Medio tempore BPI otteneva un decreto ingiuntivo nei confronti di BZ avverso il quale non veniva proposta opposizione e nel 2002 cedeva pro soluto, ai sensi dell'art. 58 d.lgs. 385/1993, il credito vantato nei confronti di BZ a M S.r.l. unitamente ai diritti scaturenti dal vittorioso esperimento dell'azione revocatoria.

Successivamente M S.r.l. – in virtù della sentenza di merito che accoglieva l'azione revocatoria ordinaria – conferiva mandato alla società NGC S.p.a. affinché, in forza del predetto decreto ingiuntivo, iniziasse l'esecuzione forzata sull'immobile alienato da BZ a FI.

FI proponeva opposizione all'esecuzione ex art. 615 c.p.c. e dopo un iniziale accoglimento, poi cassato con rinvio e rigettato, per l'appunto in sede di rinvio, dal Tribunale di Benevento, la Corte d'Appello di Napoli nel 2018 rigettava il gravame proposto da FI ritenendo, inter alia, che il cessionario del credito beneficiasse degli effetti dell'azione revocatoria proposta dal cedente.

La questione

FI proponeva, quindi, ricorso per cassazione fondato su cinque motivi e, per quel che più rileva, con il quinto, censurava la sentenza di secondo grado della Corte partenopea nella parte in cui ha ritenuto che il cessionario di un credito potesse giovarsi della sentenza di accoglimento dell'azione revocatoria ex art. 2901 c.c. promossa dal cedente anteriormente alla cessione del credito.
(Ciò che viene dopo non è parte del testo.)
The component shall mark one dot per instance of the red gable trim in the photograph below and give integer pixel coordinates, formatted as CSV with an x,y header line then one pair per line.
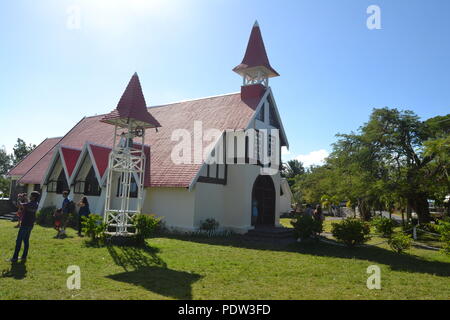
x,y
69,157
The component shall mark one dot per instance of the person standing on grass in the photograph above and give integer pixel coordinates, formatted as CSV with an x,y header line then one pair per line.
x,y
84,211
26,226
66,210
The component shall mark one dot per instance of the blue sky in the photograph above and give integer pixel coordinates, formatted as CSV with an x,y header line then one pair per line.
x,y
334,70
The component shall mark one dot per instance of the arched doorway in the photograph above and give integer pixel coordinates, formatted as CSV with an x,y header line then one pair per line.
x,y
263,199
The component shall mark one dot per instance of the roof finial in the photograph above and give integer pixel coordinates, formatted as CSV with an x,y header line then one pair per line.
x,y
255,67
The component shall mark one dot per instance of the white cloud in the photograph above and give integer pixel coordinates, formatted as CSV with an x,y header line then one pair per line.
x,y
313,158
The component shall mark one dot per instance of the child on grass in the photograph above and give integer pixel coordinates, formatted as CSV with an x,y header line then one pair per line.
x,y
21,199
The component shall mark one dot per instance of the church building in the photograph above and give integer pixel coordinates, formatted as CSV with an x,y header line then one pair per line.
x,y
217,157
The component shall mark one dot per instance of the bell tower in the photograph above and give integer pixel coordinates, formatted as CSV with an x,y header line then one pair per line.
x,y
255,68
127,160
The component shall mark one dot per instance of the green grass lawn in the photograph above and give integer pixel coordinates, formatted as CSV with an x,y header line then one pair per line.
x,y
221,268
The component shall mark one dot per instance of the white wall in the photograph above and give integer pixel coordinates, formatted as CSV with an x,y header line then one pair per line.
x,y
286,198
174,205
231,204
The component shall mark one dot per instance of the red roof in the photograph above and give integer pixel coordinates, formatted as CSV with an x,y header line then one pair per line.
x,y
132,106
33,157
222,112
70,158
256,55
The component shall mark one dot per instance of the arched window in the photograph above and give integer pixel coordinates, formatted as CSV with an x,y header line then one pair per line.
x,y
91,185
61,183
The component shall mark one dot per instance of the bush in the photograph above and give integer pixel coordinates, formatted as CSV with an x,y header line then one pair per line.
x,y
306,226
44,217
145,225
94,227
351,231
400,242
209,225
430,227
444,230
384,225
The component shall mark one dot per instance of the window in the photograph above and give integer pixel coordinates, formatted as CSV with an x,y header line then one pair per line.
x,y
273,119
79,187
61,183
51,186
91,185
260,115
133,187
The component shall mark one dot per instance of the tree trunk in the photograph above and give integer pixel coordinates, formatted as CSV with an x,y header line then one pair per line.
x,y
419,203
364,210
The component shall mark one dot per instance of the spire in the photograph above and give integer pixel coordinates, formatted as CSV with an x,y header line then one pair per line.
x,y
132,107
255,67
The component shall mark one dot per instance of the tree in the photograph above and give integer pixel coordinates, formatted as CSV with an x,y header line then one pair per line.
x,y
4,186
291,169
393,160
21,150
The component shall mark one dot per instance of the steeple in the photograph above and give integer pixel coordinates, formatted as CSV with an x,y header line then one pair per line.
x,y
255,68
132,108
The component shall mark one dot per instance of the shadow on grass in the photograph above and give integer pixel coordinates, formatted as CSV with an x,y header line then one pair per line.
x,y
144,268
129,257
17,271
397,262
166,282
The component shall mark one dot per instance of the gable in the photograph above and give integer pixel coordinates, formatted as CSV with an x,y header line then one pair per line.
x,y
221,112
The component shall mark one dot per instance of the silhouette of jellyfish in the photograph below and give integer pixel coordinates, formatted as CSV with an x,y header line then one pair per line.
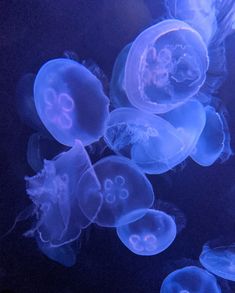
x,y
200,14
70,102
59,219
219,260
117,93
166,65
210,145
150,141
149,235
113,188
190,279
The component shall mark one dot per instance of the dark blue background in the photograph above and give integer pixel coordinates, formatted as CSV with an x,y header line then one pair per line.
x,y
32,32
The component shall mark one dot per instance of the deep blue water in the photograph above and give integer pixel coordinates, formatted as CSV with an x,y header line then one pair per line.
x,y
32,32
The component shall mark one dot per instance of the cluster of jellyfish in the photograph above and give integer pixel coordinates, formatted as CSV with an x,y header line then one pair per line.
x,y
161,109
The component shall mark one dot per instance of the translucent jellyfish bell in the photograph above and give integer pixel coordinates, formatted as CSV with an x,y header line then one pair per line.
x,y
70,102
149,235
211,142
150,141
166,65
190,279
219,260
113,188
59,219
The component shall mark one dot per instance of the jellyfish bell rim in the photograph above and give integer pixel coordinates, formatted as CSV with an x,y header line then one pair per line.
x,y
131,81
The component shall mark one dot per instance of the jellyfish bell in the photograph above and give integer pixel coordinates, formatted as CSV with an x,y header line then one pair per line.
x,y
165,66
111,189
70,102
150,234
219,260
52,190
190,279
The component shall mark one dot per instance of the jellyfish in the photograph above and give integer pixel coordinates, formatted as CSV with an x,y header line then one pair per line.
x,y
210,144
190,279
219,260
53,192
200,14
113,188
117,93
150,234
70,102
165,66
149,140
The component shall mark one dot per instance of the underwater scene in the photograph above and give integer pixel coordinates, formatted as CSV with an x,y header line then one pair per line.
x,y
117,124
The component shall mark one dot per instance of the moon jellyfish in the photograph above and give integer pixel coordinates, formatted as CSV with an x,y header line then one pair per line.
x,y
190,279
149,235
70,102
166,65
118,95
211,142
189,120
150,141
219,260
59,219
113,188
200,14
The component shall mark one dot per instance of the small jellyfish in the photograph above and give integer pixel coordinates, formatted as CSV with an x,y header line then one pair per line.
x,y
149,140
53,192
219,260
210,145
166,65
117,93
200,14
70,102
190,279
149,235
113,188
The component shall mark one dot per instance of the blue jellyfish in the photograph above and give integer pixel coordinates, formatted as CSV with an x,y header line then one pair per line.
x,y
210,145
113,188
70,102
53,192
149,140
166,65
117,92
149,235
219,260
200,14
189,120
190,279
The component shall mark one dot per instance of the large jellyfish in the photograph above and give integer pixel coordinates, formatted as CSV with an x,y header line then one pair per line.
x,y
219,260
59,219
70,102
113,188
149,235
166,65
150,141
190,279
211,143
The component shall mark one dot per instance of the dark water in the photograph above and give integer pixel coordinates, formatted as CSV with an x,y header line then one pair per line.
x,y
32,32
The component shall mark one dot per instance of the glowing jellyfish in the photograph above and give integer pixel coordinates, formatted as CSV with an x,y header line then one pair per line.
x,y
189,120
113,188
190,279
200,14
150,141
70,102
211,142
117,94
59,219
219,261
149,235
166,65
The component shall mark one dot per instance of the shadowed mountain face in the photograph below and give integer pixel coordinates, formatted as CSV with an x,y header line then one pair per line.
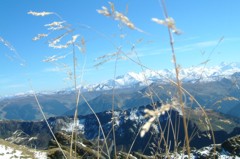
x,y
128,125
220,95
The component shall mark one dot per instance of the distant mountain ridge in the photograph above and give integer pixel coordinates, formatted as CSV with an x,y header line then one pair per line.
x,y
191,74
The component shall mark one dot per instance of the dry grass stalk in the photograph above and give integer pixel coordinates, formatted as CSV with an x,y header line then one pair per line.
x,y
117,16
153,114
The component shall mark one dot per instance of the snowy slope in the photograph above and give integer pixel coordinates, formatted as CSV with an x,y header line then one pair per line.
x,y
191,74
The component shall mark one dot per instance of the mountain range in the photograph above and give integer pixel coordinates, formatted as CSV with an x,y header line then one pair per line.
x,y
215,88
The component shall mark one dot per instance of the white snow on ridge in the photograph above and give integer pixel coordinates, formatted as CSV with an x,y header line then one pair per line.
x,y
191,74
133,79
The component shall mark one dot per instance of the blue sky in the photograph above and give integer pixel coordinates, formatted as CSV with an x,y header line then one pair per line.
x,y
203,23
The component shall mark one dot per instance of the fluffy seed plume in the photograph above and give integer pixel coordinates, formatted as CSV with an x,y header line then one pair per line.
x,y
153,114
40,13
117,16
169,22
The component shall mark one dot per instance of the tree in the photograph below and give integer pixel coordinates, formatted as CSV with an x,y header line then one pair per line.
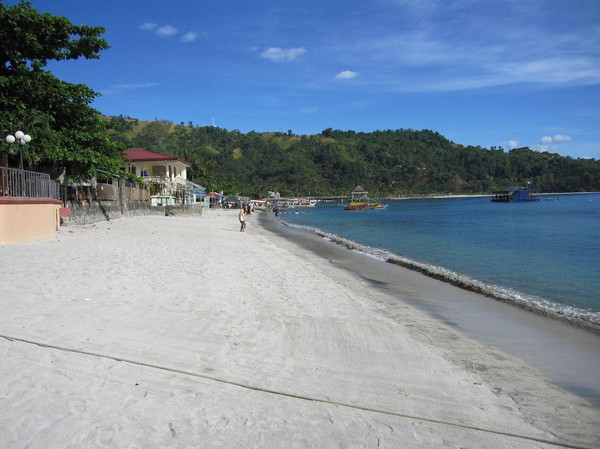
x,y
66,131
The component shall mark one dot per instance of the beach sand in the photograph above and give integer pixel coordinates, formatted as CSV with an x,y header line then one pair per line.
x,y
183,332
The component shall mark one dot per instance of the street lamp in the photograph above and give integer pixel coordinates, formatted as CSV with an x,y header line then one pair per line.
x,y
22,138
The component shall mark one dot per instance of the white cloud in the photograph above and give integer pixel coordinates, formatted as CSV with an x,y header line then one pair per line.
x,y
166,31
277,54
190,36
148,26
562,138
346,75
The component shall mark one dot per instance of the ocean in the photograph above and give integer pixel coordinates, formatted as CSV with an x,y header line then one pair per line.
x,y
540,256
543,255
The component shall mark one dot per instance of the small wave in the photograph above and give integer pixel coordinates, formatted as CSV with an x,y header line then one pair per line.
x,y
574,315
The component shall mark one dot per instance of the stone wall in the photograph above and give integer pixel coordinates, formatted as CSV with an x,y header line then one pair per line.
x,y
85,212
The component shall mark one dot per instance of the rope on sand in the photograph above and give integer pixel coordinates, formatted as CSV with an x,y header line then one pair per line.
x,y
297,396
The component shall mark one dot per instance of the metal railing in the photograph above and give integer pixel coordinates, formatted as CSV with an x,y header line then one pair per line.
x,y
15,183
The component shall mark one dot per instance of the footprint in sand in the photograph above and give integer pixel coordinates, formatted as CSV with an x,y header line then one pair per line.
x,y
77,407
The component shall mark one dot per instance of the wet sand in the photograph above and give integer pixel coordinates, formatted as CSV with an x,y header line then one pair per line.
x,y
565,354
184,332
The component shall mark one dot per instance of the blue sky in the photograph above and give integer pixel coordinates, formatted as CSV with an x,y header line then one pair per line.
x,y
491,73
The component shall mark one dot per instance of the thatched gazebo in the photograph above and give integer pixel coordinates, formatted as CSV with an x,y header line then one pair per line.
x,y
359,193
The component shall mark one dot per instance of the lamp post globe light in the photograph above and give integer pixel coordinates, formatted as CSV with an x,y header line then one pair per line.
x,y
22,138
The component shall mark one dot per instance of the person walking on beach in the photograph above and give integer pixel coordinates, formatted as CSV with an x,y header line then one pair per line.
x,y
242,217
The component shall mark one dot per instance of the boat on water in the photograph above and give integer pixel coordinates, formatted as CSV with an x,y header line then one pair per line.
x,y
362,205
361,201
514,195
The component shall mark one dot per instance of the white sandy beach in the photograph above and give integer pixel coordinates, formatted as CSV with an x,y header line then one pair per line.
x,y
182,332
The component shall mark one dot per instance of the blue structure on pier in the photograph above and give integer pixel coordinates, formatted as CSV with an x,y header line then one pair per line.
x,y
514,195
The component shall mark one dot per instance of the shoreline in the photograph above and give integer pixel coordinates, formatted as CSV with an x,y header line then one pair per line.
x,y
181,331
581,339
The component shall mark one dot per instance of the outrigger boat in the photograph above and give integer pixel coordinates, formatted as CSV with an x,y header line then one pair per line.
x,y
363,201
362,205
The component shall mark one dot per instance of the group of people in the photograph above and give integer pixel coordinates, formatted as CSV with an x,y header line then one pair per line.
x,y
245,210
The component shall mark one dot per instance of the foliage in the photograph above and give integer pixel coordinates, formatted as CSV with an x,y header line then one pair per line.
x,y
399,162
67,133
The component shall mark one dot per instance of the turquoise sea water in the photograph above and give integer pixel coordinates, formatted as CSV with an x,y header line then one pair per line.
x,y
543,254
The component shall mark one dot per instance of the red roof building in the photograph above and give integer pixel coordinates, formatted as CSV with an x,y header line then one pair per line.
x,y
156,166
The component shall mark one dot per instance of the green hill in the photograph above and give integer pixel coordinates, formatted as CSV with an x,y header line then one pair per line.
x,y
391,162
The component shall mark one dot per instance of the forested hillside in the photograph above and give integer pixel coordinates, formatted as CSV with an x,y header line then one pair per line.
x,y
400,162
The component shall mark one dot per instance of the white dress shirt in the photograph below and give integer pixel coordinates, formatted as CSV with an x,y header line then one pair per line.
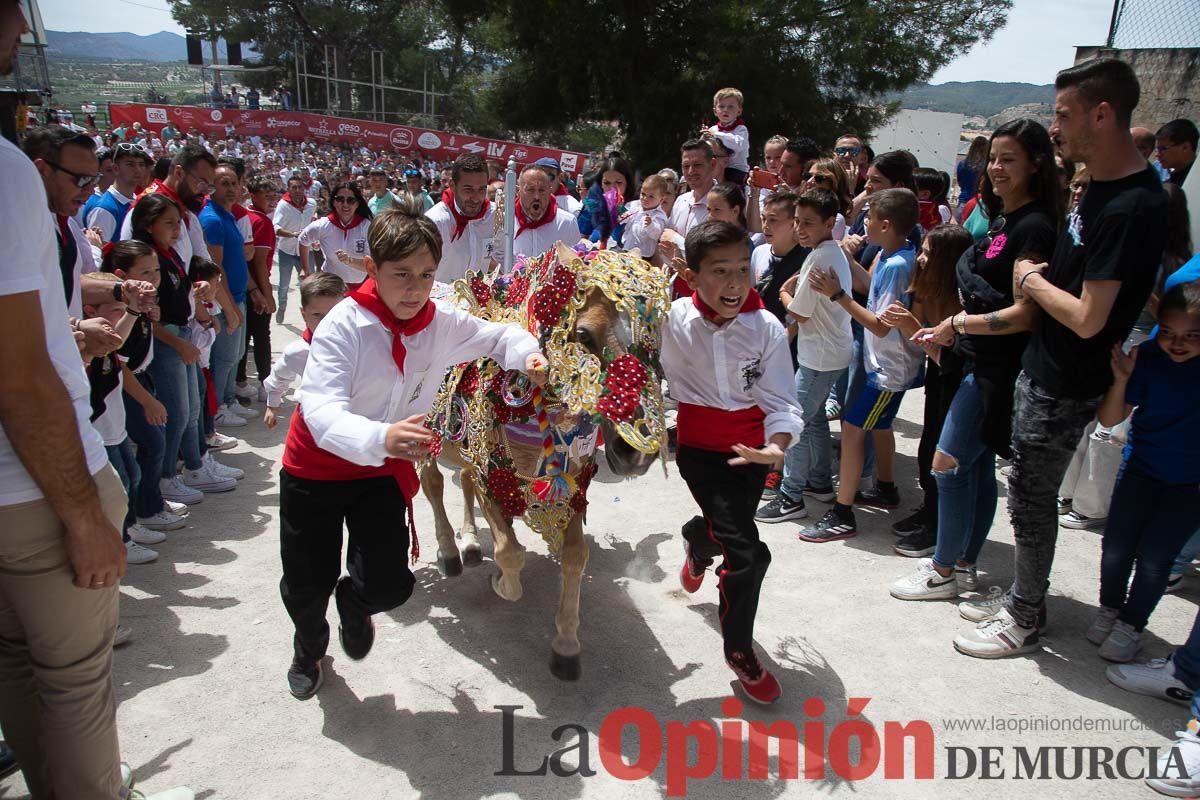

Con sentenza del 5 aprile 2022 pubblicata il 23 giugno 2022 la Terza Sezione della Corte di Cassazione respingeva il ricorso statuendo nel senso della massima in epigrafe.

Le soluzioni giuridiche

Nell'illustrazione del quinto motivo, il ricorrente sostiene che il diritto oggetto del giudizio revocatorio è differente rispetto al diritto di credito (ceduto) a garanzia del quale viene proposta l'actio pauliana, con la conseguenza che la cessione del credito perfezionata successivamente all'avvio dell'azione revocatoria non trasferirebbe al cessionario anche il “diritto all'inefficacia dell'atto” e, pertanto, l'immobile acquistato non avrebbe potuto essere oggetto di esecuzione forzata da parte di BPI. La Corte di Cassazione, con specifico rifermento al motivo in questione, rigettale doglianze di parte ricorrente motivando la propria decisione – premesso che la cessione aveva coinvolto non soltanto il credito ma anche i diritti derivanti dall'accoglimento della domanda revocatoria – sulla base dell'art. 2902 c.c. e di una serie di ulteriori argomentazioni.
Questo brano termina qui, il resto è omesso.